Margaret Wild’s Fox is one such children’s book that does not sugar-coat or provide a necessarily happy conclusion for the reader. The illustrations of Ron Brooks are remarkable in their depiction of the unforgiving Australian landscape, and seamlessly accompany Wild’s rather menacing tale of the friendship between “Dog” and “Magpie”, and the intrusive “Fox” who destroys their relationship. The text itself is integrated amongst Brooks’ illustrations, making the read more interactive as you twist and turn the book while the story progresses.

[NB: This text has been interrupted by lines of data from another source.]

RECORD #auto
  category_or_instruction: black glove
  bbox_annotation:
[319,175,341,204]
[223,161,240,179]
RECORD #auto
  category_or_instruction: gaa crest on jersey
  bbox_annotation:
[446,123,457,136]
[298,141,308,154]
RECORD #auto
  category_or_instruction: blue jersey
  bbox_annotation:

It is described as a tale about “friendship, loyalty, risk and betrayal”, although I believe that the animal-based theme of the story allows for a more ecological interpretation. For one, it is suggested through the naturalistic images that Dog is in fact a dingo. Fox’s intrusion into Dog and Magpie’s friendship is therefore an insightful representation of ‘invasive’ versus ‘native’, and the imbalance an ecosystem experiences when a foreign species is introduced. Dog’s unusual friendship with Magpie is the result of a broken wing and Dog’s missing eye – Dog carries Magpie on his back because she can no longer fly, and she directs Dog due to his poor vision. Fox’s intrusion begins when he too wants to be friends with Magpie, and although she at first rejects this offer, Magpie eventually abandons Dog because Fox is a faster runner.

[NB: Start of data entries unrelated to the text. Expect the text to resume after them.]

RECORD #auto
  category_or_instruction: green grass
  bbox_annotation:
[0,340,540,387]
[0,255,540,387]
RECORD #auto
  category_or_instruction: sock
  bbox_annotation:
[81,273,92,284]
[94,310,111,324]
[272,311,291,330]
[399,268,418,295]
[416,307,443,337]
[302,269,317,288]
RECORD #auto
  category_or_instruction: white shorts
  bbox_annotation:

Magpie is subsequently removed from her habitat – the bush – and is then discarded in the desert by Fox, who appears to be punishing her for ignoring his friendship originally. This is poignantly demonstrated by his remark “Now you and Dog will know what it is like to be truly alone.” Again, this statement implies something more than friendship and betrayal, suggesting that Fox understands what it is to be alone, and that it is only fair that other animals experience the same. This raises the question of whether the fox as an invasive species deserves to be demonised because of its foreign presence in the Australian environment, and in many ways encourages us to pity Fox as he disappears into the desert, leaving Magpie alone to find her way back to Dog.

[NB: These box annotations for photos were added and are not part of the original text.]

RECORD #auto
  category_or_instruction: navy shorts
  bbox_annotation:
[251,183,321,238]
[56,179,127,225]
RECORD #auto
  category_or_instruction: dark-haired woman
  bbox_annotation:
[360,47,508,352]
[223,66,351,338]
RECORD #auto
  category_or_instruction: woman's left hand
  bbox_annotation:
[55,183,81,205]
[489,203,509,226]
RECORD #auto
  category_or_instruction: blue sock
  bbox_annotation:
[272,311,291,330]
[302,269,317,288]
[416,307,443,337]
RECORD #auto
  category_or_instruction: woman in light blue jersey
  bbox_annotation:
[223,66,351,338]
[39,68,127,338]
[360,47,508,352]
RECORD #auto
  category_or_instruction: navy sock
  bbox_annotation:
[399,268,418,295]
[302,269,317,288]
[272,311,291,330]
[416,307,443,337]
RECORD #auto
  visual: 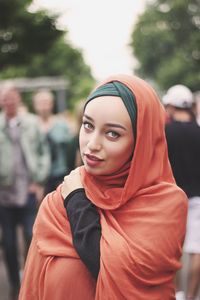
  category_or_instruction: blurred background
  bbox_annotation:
[0,0,200,300]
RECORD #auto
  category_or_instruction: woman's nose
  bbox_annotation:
[87,134,101,151]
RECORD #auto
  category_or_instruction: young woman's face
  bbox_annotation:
[80,96,134,175]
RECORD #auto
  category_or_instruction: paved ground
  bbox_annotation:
[0,230,200,300]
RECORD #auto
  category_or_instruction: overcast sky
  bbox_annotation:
[30,0,147,80]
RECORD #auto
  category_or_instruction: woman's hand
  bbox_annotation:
[61,168,83,199]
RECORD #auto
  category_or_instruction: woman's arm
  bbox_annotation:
[61,172,101,279]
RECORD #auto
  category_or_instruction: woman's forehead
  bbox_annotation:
[84,96,130,126]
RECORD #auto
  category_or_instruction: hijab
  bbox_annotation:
[19,75,187,300]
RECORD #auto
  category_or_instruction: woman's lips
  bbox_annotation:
[85,154,103,167]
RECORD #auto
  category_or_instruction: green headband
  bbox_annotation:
[85,81,137,138]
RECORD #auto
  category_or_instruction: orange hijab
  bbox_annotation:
[19,75,187,300]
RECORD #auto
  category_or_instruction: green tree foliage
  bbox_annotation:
[0,0,94,106]
[131,0,200,91]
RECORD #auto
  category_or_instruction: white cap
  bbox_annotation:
[162,84,194,108]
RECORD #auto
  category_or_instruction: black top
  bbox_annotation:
[166,121,200,198]
[64,188,101,279]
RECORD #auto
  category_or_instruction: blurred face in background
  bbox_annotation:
[0,88,21,119]
[33,92,54,118]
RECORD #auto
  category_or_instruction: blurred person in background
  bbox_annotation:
[0,84,50,299]
[69,100,85,171]
[33,89,72,194]
[164,85,200,300]
[193,91,200,126]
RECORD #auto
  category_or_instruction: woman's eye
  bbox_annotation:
[83,122,93,130]
[107,131,120,139]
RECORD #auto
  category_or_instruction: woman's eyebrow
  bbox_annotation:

Overall, this story is rich in beautiful imagery and profound story-telling, utilising the rugged Australian landscape as a stage for this fascinating narrative that appeals to both children and adults. Whether intentional or not, both Wild and Brooks have created a story that reflects strongly on the reality of the Australian landscape and the dynamics of invasive and native species. The inclusion of Dog (or Dingo) also highlights whether the introduction of foxes to mainland Australia mirrors the possible introduction of the dingo by humans thousands of years ago. Will the fox eventually be considered a native, or will it always remain an outsider compared to other, more recently assimilated species? Although many might consider these topics above the heads of younger readers, I think people would be surprised at how much children learn from picture books such as these, and that sugar-coating an issue is often not the best way to teach or raise awareness.
Well-deserving of the plethora of literary awards it has obtained (including the prestigious Children’s Book Council of Australia Picture Book of the Year), Fox is both an exceptional and haunting tale of loyalty, difference, and life in the Australian environment. I highly recommend it to those interested in animal stories that are both imaginative and reflective of the true severity of nature.